I am trying to understand if the change of notation reflects a difference between $S$ and $J$, or if it just a change of convention.

Is there any sense in which ${S_{\mu \nu }}$ is just spin while ${J_{\mu \nu }}$ is angular momentum?
Is there any sense in which ${S_{\mu \nu }}$ generates inner transformations while ${J_{\mu \nu }}$ does not?

Thanks

2. Dec 15, 2012

### cosmic dust

When refernig generaly to Lorentz group, it's generators are not specific mathematical items, but they could be anything that satisfy Poicare algebra. When you want to find a specific representation of Lorentz group, then you are searching for matrices that satisfy Poincare aglebra. So, Sμν are a particular (up to similarity transormations) set of matrices, that satisfy Poincare algebra and they are used to describe spin-1/2 particles. These matrices can be constructed by the commutators of gamma matrices (you can check it by verifying that Sμν indeed satisfy Poincare algebra). Their difference with Jμν is that Sμν are the matrices of spinor representation while Jμν could be anything and that Sμν can be used only to rotate spin 1/2 systems while Jμν are used for every system.

3. Dec 15, 2012

### andrien

NO.
what is inner transformation?

4. Dec 16, 2012

### liorde

Maybe the word "internal" should have been used... I'm not sure what I mean, but I hear people referring to spin as generating an "internal" transformation.
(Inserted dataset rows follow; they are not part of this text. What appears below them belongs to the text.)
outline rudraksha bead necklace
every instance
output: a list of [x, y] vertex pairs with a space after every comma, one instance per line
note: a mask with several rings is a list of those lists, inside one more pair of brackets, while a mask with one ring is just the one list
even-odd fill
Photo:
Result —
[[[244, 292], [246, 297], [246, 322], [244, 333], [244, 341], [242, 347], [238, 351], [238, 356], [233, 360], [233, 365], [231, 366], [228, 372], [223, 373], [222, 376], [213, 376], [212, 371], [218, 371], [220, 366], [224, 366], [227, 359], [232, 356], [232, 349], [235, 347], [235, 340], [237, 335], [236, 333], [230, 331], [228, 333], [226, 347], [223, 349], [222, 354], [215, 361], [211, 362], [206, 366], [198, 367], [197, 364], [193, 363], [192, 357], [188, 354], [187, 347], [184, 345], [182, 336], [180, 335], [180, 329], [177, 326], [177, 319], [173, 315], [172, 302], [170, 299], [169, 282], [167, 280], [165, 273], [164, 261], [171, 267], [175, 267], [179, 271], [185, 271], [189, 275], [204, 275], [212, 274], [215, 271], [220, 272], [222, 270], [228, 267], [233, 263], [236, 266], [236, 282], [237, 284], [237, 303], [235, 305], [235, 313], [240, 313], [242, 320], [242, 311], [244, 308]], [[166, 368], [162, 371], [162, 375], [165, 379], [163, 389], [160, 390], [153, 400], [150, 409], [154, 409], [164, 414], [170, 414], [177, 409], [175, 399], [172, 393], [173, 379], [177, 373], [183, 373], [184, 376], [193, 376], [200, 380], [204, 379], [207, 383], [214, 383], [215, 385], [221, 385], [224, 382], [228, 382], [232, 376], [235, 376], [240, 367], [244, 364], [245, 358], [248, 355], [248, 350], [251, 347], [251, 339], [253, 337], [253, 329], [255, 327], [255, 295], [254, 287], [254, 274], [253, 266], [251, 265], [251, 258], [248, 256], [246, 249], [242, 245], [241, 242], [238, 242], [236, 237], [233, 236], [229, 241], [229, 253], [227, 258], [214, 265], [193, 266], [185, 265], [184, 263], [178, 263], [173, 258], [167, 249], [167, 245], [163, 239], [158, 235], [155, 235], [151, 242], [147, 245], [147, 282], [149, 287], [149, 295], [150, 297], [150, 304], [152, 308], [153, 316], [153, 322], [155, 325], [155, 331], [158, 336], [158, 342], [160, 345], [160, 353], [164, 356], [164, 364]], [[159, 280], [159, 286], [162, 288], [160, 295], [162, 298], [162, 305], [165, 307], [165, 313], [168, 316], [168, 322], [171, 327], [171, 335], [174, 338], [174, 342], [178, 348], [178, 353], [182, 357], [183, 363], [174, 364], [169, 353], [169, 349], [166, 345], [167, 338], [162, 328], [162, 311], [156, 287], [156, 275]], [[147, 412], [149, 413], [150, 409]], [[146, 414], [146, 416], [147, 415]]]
In non relativistic quantum mechanics (of particles), when we want to discuss spin we add to the wave function a parameter $s$, which takes 2 values (for a spin 1/2 particle). That is in addition to the parameter $x$ which takes a continuum of values. The angular momentum operator is made out of the position and linear momentum operators. These operate on $x$. The spin operators are Pauli matrices which operate on $s$ (I know this was a lousy description, but you understand I'm sure....). Thus, you can say that spin is something "internal" since it does not depend on space coordinates, while orbital angular momentum is not "internal" in this sense. Also, it is known that the orbital angular momentum operators generate rotations in three-space, which makes them "not internal" in some sense.
(I know I am using the word "internal" in a obscured way... It's just that I think it is in the jargon and I'm hoping someone will explain it to me)

Now, in relativistic quantum field theory (and probably also in NRQM), we discuss space-time symmetries of the action, specifically Lorentz translations. These consist of rotations, and you can write down the corresponding generators. Do these generators correspond to orbital angular momentum or to spin? or both? How can I know how to decompose them to orbital and to spin? If orbital angular momentum themselves generate the rotations, what does spin generate? and where is it "hidden" in the Lorentz group? (I know that Lorentz can be generated by rotations and boosts, with no other generators needed, so what does spin do?)

5. Dec 16, 2012

### samalkhaiat

6. Dec 16, 2012

### strangerep

As always, your answers were excellently informative. But sometimes it's tricky to match the level of one's answers to the level of the questioner's educational background...

Liorde,
Perhaps you should give a quick summary of your background and what level of math/physics studies you've reached so far. That would help responders to tailor their answers appropriately. (Sam is right that, if you had trouble understanding his answers in thorough detail, then you should have given some hint of this.)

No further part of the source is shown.